FOMC Meeting minutes and Market reactions

FOMC Meeting minutes and Market reactions
Analysis
Ahura Chalki
Author:
Ahura Chalki
Published on: 26.05.2022 12:23 (UTC)
Post reading time: 1.42 min
1150

Minutes restored relative calm.


Last night we had the FED May meeting minute, which was more reassuring than expected, as it was clearly showing that FED still believes that it can control the market. Members are optimists about the fate of inflation and possible recession. Detail of minutes shows that FOMC increased the PCE inflation forecast in May monetary policy meeting, expecting it to rise by 4.3% this year but fall to 2.5% and 2.1%respectivey in 2023 and 2024. Participants believed that labor market shortages would continue, including wage pressures that will remain high. Unlike earlier guesses, inflation is not peaked yet. However, it can slow down faster than previous predictions. 

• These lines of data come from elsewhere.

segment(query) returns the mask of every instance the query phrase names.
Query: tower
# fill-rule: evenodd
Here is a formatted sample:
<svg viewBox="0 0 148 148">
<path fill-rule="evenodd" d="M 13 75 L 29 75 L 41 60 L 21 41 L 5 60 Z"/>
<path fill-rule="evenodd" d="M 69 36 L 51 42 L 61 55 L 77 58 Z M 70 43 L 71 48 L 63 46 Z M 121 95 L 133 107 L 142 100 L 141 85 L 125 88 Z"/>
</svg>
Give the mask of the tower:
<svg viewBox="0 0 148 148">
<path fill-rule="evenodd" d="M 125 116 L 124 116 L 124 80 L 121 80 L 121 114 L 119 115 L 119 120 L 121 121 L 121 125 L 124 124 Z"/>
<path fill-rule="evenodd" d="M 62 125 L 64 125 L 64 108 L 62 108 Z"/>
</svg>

Minutes also say that FOMC will focus more on faster normalization of FED monetary policy, agreeing that another two 50pb rate hikes with a pause after that, probably in September, can be a good decision. Regarding shrinking the balance sheet, some participants thought it would be appropriate to consider the sale of mortgage-backed securities (MBS).


After the publication of the minutes, the market got more confidence that FED would not be so aggressive in its rate hike policies. This outlook helped the market's overall sentiment to close higher. Last night on Wall Street, Dow Jones Industrial Average closed with a 0.6% gain, SP500 was 0.95% higher in its closed price, and NASDAQ gained 1.5%. 


With less aggressive expected policies, the US dollar index also eased a bit after its earlier slight bulls. On the other hand, since geopolitical tensions are still there, the US dollar safe-haven would not let it fall too much for now.


For now, technically, we can see that DXY is trying to create a side movement between 101 and 103 marks with crucial support at 99.80.